Traditionally HA, or high availability has been done at the service level. This has worked well enough thanks to various work arounds. We used queues within the services, quorum drives and other techniques to try to avoid data loss. These methods still work just fine, but are they the best way forwards in a world of micro-services and cloud?
Containerisation (at the most basic level) enables a single process to live inside its own instance. When the process ends that container dies with it, allowing an “ever-green” service to be provided since each process starts with the latest code. This removes many of the needs for traditional HA. These needs were:
Data centre moves
So let’s see what we need to think about in a world of containers. Software patching is (kind of) irrelevant because we are starting each container on the current stable code and it lives only for the duration of one process. This means that we just do rolling upgrades which are by their very nature non-disruptive since no user should be caught in an upgrade cycle. Firmware, data centre moves, cabling, power and server upgrades are all taken care of at the host level, whether that means hypervisor or container host. These can simply be carried out by draining the container hosts or migrating it to a different hypervisor host. it may take a while to drain a busy host, but that’s fine in a world of virtualisation when CPU and memory diminish and get reasigned as the host drains, we don’t even need to patch a host we can just spawn a new one and kill the old once all processes are complete; this takes the container concept up a level to the container host or up two levels to the hypervisor. With automation and monitoring there’s no extra work involved and we can allow for compliance by using deadlines where a host is forced offline after a period of time whether drained or not.
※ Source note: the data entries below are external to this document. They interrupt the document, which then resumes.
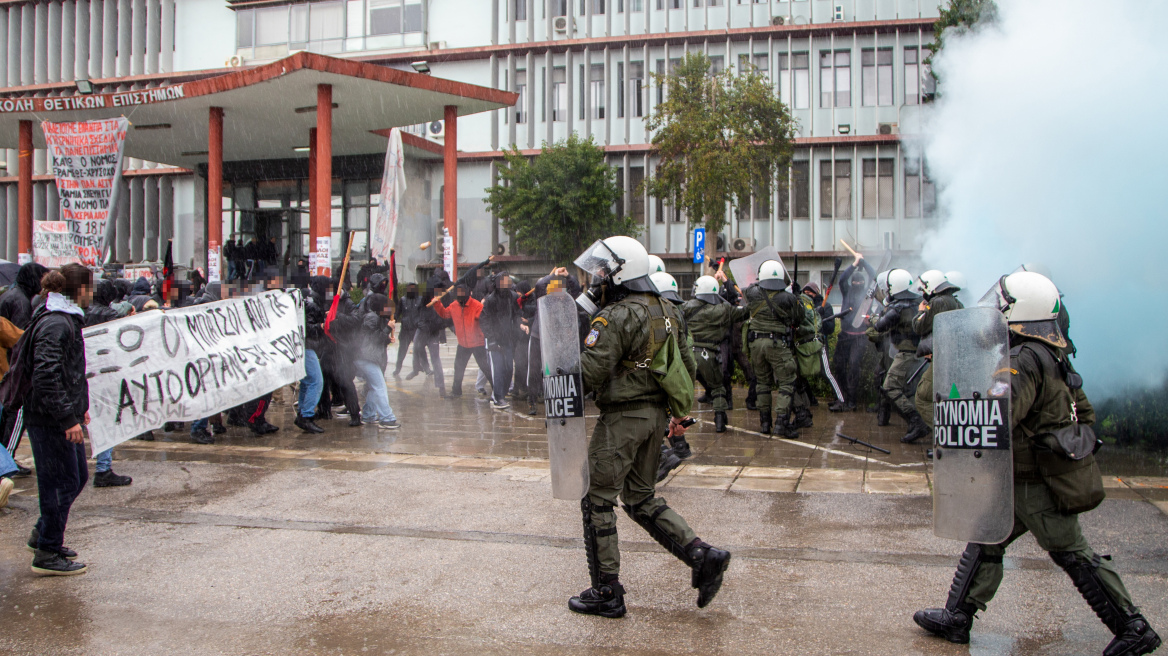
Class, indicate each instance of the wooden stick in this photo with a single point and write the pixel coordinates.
(850, 250)
(345, 267)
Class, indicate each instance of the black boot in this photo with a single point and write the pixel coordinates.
(951, 625)
(917, 428)
(607, 600)
(803, 418)
(307, 425)
(953, 621)
(1135, 639)
(709, 563)
(108, 479)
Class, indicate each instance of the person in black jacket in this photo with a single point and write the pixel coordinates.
(408, 314)
(16, 304)
(56, 409)
(500, 326)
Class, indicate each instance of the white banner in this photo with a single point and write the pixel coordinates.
(383, 232)
(87, 162)
(189, 363)
(53, 244)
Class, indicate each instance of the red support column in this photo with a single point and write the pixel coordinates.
(450, 181)
(322, 225)
(214, 194)
(25, 194)
(313, 207)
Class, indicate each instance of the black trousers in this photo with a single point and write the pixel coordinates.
(61, 474)
(849, 356)
(461, 357)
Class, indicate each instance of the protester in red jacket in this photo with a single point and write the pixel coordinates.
(465, 313)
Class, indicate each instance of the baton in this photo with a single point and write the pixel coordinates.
(861, 442)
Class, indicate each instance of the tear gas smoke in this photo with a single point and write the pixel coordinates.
(1049, 145)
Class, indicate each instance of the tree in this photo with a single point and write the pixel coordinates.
(560, 201)
(720, 137)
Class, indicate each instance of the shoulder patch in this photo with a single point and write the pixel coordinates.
(592, 337)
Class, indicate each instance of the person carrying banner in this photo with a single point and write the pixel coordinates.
(56, 407)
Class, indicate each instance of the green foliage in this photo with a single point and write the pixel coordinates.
(1135, 419)
(560, 201)
(720, 137)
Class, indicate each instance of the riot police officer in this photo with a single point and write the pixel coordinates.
(1045, 400)
(631, 327)
(774, 313)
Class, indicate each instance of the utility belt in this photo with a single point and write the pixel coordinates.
(780, 337)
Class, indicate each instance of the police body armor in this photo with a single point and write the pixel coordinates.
(973, 463)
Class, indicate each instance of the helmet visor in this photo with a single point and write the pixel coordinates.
(598, 260)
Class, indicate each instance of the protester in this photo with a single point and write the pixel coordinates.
(56, 409)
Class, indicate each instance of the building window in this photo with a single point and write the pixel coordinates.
(878, 188)
(637, 89)
(835, 78)
(596, 90)
(328, 27)
(835, 190)
(558, 93)
(876, 76)
(794, 79)
(919, 193)
(521, 89)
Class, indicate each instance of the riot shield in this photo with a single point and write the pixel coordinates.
(973, 465)
(563, 395)
(745, 270)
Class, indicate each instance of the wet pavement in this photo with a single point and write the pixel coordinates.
(443, 538)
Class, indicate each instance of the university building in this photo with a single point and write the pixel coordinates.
(850, 70)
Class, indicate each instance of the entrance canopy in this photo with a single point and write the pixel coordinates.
(268, 110)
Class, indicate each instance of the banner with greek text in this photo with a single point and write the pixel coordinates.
(53, 244)
(87, 162)
(189, 363)
(383, 231)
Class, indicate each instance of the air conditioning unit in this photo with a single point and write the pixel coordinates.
(741, 244)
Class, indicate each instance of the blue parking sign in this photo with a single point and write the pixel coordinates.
(699, 245)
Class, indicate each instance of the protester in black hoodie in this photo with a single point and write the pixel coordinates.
(55, 410)
(16, 304)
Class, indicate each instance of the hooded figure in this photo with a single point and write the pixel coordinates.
(16, 304)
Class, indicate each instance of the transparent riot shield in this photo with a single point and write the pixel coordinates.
(745, 270)
(973, 465)
(563, 395)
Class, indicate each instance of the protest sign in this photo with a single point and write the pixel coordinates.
(87, 164)
(53, 244)
(185, 364)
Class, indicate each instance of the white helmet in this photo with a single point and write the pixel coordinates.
(706, 288)
(666, 286)
(899, 285)
(1030, 304)
(772, 276)
(621, 259)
So finally we have server failure scenarios. This is what most people think of when you mention HA, although in traditional data centre scenarios it’s actually the least important and commonly used. If the host dies then the container dies. Unless you want to design a crazy complex clustered container image (go for it if you want nerd kudos!) then the container and process will die and lose data or at least not process some data and return results. The solution here is no longer to make the process resilient, it’s to make the starting and completion of a process resilient. Try, try, try again is the mantra we need here. Processes should not be called directly but from a service bus layer or similar resilient queue which will spawn a new container if the old one doesn’t return as completed in a timely manner.
With service bus (or clever FIFO queue as I like to think of it) requests are queued and each request starts a process. If that process completes it tells the service bus of this success and the service bus deletes the request. If any other scenario happens such as delays, failures, no response the service bus simply starts another process with the same data and tries again. Naturally this can be configured with a retry limit and hard failure scenarios so if the data is bad we can give up and log a failure.
Is HA dead? Of course not, we just don’t need to care quite so much about failures these days.